In the U.S., marijuana is classified as a Schedule I drug under the Controlled Substances Act that has high potential for abuse and its medical use is prohibited (Hoffmann and Weber, 2010). Nevertheless, medical marijuana use (MMU), which refers to using marijuana as a medicine with a physician’s recommendation, is legal in many states. California became the first state to legalize the use of medical marijuana (MM) in 1996, and to date 28 states and District of Columbia passed MM laws—most recently, Florida, North Dakota, Arkansas, and Montana have approved a ballot measure that approves the use of MM. MM laws vary by states in terms of approved conditions but they typically include cancer, glaucoma, HIV/AIDS, cachexia, severe chronic pain, severe nausea, seizures, and severe muscle spasms (Hoffmann and Weber, 2010). While adults with a qualifying disease have legal access to MM, adolescents (under age 18) are only allowed to use MM under limited conditions with consent of a parent or caregiver. The landscape of MM laws is also rapidly changing globally. In Canada, the Marihuana Medical Access Regulations (MMAR) was enacted in 2001, which permitted the use of MM for severe illnesses upon approval by Health Canada. In 2014, the new Marihuana for Medical Purposes Regulations was enacted to replace the MMAR, enabling medical practitioners to prescribe MM regardless of patient’s medical conditions or failure of conventional treatments (Fitzcharles and Jamal, 2015). In Israel, individual patients can obtain a MM license after the Medical Cannabis Unit of the Ministry of Health approves a specialist’s recommendation (Sznitman and Lewis, 2015). In Australia, the New South Wales Government introduced the Terminal Illness Cannabis Scheme in 2014, which permitted the use of MM for adult with a terminal illness that meets the definition by the scheme (Martin and Bonomo, 2016). Recently, the Narcotic Drugs Amendment Bill of 2016 that legalizes the cultivation of marijuana for medical and scientific purposes went into effect on November 2016 (Parliament of Australia, 2016). In the U.K., Sativex® became the first licensed marijuana-based medicine for the treatment of Multiple Sclerosis (MS)-related spasticity in 2010 (Kmietowicz, 2010).

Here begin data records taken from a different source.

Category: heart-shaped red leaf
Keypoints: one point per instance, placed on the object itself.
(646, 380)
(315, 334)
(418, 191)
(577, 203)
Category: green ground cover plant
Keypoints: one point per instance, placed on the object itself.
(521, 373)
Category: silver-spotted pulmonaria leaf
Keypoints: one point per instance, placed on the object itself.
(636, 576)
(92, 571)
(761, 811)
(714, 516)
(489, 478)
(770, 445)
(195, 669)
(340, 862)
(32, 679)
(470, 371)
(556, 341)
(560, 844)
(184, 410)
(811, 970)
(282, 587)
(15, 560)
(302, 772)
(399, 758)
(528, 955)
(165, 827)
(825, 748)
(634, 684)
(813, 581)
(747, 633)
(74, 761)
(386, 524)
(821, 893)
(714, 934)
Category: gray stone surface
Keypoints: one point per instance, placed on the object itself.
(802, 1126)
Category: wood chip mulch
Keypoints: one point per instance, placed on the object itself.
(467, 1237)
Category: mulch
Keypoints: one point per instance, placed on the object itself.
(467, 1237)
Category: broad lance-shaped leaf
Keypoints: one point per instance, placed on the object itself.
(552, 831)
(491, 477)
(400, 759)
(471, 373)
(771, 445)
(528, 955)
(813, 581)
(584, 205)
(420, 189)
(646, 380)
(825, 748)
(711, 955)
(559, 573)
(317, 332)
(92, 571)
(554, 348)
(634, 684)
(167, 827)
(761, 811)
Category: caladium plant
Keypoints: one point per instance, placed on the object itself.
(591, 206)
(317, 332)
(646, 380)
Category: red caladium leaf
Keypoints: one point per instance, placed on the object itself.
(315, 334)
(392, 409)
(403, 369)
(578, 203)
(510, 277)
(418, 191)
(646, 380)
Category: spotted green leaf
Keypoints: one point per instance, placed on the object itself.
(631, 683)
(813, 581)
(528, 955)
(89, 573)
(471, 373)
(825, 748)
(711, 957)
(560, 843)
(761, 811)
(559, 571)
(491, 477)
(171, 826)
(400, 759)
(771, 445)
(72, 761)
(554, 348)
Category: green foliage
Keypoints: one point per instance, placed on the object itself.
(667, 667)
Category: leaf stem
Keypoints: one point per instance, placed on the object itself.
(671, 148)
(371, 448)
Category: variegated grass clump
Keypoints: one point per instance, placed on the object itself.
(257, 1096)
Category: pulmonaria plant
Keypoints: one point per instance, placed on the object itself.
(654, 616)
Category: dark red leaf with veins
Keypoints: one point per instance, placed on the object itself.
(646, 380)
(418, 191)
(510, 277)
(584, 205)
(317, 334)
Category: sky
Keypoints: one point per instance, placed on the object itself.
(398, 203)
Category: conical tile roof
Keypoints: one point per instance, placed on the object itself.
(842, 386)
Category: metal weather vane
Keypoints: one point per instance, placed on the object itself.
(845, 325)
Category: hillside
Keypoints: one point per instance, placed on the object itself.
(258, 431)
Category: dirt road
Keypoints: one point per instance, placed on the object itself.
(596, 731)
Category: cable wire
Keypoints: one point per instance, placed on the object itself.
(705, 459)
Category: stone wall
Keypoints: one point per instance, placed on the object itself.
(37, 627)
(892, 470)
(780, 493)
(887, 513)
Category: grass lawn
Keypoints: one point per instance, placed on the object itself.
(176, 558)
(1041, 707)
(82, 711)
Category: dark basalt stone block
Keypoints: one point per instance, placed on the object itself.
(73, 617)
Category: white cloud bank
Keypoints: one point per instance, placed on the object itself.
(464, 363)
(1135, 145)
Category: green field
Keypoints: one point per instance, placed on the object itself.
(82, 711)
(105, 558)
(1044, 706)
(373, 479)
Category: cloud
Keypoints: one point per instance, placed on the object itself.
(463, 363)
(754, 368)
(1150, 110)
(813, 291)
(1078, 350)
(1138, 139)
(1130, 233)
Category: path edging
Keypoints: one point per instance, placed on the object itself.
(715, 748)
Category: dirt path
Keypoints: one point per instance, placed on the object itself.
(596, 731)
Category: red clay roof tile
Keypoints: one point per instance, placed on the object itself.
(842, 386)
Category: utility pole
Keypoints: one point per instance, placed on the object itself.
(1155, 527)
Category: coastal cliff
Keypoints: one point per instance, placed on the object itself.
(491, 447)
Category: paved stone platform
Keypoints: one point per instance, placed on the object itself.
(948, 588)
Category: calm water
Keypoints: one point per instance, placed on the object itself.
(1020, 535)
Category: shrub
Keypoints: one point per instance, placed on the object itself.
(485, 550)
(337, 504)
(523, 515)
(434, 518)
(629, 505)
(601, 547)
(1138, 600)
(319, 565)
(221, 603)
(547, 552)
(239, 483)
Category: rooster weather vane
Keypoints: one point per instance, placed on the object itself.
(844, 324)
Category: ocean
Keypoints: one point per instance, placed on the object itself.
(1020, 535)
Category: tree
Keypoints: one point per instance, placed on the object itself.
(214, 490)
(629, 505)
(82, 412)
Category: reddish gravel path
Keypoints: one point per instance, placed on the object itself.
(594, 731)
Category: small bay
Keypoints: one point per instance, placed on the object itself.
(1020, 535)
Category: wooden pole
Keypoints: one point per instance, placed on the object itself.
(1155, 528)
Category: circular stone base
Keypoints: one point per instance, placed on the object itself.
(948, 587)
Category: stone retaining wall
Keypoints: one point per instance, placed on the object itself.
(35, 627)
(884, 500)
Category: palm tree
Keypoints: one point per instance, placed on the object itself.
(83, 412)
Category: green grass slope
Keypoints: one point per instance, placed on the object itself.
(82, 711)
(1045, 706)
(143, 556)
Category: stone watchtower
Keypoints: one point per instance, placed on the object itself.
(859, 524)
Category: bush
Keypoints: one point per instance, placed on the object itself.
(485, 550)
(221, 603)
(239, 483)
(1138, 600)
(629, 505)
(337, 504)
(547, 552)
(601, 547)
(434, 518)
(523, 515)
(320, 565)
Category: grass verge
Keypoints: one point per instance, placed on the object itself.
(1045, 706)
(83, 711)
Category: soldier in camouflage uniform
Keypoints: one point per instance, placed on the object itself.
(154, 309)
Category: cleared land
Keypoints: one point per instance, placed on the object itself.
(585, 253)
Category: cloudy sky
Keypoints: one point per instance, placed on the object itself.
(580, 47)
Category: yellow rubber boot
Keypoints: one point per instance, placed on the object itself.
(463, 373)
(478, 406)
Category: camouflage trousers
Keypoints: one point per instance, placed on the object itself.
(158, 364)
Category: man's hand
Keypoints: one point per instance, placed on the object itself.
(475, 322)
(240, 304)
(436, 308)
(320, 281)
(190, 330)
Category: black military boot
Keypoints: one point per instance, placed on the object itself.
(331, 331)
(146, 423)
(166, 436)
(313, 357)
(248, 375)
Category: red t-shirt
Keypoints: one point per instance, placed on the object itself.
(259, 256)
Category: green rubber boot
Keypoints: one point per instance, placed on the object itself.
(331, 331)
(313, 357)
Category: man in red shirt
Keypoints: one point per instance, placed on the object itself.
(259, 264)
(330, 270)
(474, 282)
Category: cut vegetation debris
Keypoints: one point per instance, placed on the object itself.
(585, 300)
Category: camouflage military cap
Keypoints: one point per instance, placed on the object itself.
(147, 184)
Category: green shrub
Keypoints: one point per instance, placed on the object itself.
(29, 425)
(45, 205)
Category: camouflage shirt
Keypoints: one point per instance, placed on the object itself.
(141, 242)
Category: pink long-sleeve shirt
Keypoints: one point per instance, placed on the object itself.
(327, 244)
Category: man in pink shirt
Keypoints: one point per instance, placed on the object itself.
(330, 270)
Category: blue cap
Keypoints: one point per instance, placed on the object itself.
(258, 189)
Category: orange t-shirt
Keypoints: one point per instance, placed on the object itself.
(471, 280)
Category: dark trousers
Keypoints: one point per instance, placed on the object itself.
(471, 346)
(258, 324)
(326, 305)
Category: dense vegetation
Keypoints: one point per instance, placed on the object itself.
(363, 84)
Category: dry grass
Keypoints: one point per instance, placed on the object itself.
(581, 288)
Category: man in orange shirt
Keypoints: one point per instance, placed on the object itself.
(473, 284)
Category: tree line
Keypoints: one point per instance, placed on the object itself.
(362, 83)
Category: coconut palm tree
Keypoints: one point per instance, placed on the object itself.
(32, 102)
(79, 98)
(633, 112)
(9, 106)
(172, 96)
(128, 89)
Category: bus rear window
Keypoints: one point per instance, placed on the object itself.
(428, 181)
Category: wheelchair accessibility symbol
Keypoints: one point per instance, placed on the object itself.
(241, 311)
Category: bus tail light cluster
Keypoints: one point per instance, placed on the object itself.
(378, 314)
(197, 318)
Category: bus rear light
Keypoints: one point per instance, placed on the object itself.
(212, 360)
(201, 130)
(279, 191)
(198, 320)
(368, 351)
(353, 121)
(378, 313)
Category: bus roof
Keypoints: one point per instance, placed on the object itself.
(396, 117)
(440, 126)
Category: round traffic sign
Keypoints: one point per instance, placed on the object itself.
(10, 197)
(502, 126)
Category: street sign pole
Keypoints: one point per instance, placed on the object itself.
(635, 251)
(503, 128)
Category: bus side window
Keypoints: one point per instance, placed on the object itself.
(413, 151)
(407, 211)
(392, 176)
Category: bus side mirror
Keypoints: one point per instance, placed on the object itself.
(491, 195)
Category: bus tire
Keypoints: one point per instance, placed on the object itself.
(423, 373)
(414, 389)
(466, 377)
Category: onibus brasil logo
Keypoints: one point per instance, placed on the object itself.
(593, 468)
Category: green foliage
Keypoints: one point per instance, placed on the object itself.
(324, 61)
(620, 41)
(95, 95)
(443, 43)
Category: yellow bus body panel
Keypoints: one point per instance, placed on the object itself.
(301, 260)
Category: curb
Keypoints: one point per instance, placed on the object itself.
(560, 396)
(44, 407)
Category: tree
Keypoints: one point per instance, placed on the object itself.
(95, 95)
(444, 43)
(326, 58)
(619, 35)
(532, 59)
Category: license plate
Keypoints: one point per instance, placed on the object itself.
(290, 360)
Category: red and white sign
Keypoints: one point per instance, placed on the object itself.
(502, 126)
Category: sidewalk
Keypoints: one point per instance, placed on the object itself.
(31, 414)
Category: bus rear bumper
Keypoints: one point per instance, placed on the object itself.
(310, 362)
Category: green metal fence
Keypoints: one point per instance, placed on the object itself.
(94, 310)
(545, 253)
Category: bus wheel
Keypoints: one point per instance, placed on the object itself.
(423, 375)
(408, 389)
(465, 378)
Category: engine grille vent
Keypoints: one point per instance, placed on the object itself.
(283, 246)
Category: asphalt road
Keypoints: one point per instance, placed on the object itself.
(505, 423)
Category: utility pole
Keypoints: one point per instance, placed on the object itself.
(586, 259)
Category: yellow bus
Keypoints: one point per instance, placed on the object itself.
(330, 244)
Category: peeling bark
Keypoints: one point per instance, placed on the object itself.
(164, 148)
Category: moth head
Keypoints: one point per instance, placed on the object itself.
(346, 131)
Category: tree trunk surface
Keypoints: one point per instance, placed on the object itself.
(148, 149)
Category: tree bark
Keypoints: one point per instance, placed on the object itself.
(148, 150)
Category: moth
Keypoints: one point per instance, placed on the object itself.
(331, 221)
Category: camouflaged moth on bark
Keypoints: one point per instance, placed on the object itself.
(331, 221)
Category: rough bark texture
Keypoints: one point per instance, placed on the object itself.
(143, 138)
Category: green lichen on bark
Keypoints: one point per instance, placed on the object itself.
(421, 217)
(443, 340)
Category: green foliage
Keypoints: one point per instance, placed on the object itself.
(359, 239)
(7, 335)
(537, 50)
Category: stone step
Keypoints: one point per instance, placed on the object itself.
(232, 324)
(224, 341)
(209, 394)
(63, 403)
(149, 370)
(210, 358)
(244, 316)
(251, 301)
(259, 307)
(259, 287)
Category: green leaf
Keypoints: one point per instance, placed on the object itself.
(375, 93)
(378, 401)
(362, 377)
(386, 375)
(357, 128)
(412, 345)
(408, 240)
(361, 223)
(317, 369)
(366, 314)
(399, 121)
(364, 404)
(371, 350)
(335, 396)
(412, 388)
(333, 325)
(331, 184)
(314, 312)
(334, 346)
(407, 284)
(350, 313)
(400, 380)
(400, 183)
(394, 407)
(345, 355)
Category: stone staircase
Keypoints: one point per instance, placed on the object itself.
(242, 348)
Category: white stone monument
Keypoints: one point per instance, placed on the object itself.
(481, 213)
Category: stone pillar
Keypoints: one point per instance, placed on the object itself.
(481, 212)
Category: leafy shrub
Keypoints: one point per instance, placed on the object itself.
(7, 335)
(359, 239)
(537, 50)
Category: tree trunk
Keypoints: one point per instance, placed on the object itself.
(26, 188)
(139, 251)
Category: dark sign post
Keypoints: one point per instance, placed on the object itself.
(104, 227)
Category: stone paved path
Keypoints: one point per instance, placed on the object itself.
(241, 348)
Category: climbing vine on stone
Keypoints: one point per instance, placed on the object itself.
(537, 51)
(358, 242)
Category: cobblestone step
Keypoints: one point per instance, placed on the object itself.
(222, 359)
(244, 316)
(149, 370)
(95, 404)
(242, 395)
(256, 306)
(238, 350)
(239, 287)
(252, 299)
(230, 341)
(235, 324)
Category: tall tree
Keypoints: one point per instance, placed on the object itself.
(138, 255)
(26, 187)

The global movement towards legalizing MM raises concern about its potential impact on public health. Joffe and Yancy (2004) suggested that legalization of MM may potentially reduce the risk perception related to MU and increase the availability of marijuana, which may contribute to MU by adolescents (Bachman et al., 1998; Swaim, 2003). During the MM commercialization period (2009–2011), adolescents (12–17 years) in Colorado showed significantly lower risk perception related to regular MU compared to the pre-MM commercialization period (2006–2008) than adolescents in non-medical marijuana states (NMMS) (Schuermeyer et al., 2014). A national survey of adults aged ≥18 years in the U.S. showed that residents in MM states had higher past-year prevalence of MU than residents in NMMS, although comparison was not made prior to and after implementation of MM laws in MM states and NMMS (Cerdá et al., 2012).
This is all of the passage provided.